カンマやピリオドなどの記号を無視すればもっとシンプルだけど、いちおう代表的なところは正規表現を書いた。で、「man man」としたときの最初の段落をこのスクリプトにかけると以下のようになる。

man is the system's manual pager. Each page argument given to man is normally the name of a program, utility or function. The manual page associated with each of these arguments is then found and displayed. A section, if provided, will direct man to look only in that section of the manual. The default action is to search in all of the available sections, following a pre-defined order and to show only the first page found, even if page exists in several sections.

man is the sytsem manaul pegar.

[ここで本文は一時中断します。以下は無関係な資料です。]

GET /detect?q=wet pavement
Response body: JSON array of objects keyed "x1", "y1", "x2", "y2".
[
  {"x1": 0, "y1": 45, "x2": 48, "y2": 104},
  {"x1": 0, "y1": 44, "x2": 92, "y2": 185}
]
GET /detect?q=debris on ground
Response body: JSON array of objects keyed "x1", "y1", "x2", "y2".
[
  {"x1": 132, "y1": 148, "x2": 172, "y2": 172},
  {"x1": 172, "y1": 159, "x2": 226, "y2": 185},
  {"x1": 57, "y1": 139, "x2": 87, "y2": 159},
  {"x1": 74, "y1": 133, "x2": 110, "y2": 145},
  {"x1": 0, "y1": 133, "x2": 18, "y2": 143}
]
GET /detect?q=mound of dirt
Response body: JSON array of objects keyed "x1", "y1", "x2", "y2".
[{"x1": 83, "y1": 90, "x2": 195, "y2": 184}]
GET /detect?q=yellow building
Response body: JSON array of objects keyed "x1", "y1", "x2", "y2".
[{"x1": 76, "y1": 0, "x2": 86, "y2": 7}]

Each page amuegrnt gevin to man is nallmory the name of a poargrm, uiitlty or ftuoicnn. The muanal pgae aeaocitssd wtih each of tehse aetgrmuns is then fnuod and dieaslpyd. A scetion, if povdierd, will decrit man to look only in taht seocitn of the mnuaal. The duealft actoin is to sercah in all of the avlalaibe sonitecs, folniowlg a pre oderr and to show olny the fisrt page fuond, eevn if pgae eistxs in sveaerl snctioes.

意図したとおりの結果にはなっているけど、どうも変換後の文章は読みづらい。だいたいオッケーだけど、「sections」が「sonitecs」とか「snctioes」となると、かなりきつい。まったくランダムにシャッフルしてしまってはダメなようだ。母音・子音の登場順や、出現頻度の高い文字の組み合わせあたりを保存するようなことをすればだいぶ違うのではないかと思う。あるいは、非常に簡単な文意で登場する語彙も想定の範囲内のものなら読みやすいはず。manって最近あまり使わないから「section」という単語がきついのかも。いずれにしても、話はそう単純でもなくて、上の画像には騙されたってわけだ。

最初、文字列の先頭の文字を取り出すのに「str.split(//).shift」、お尻の文字を取り出すのに「str.split(//).pop」としていたけど、素直に添字アクセスのほうがやっぱりいいのじゃないかと思って、書き換えた。ちょっと計測したら、添字アクセスのほうが3倍ぐらい処理が速い。だけど、100万回ぐらいループを回してやっと計測できるような違いなんだから、貧乏くさいことを言っても仕方ない気がする。しかも、意味的には「pop」のほうがわかりやすい。

end_letter = split(//).pop
end_letter = self[self.size-1].chr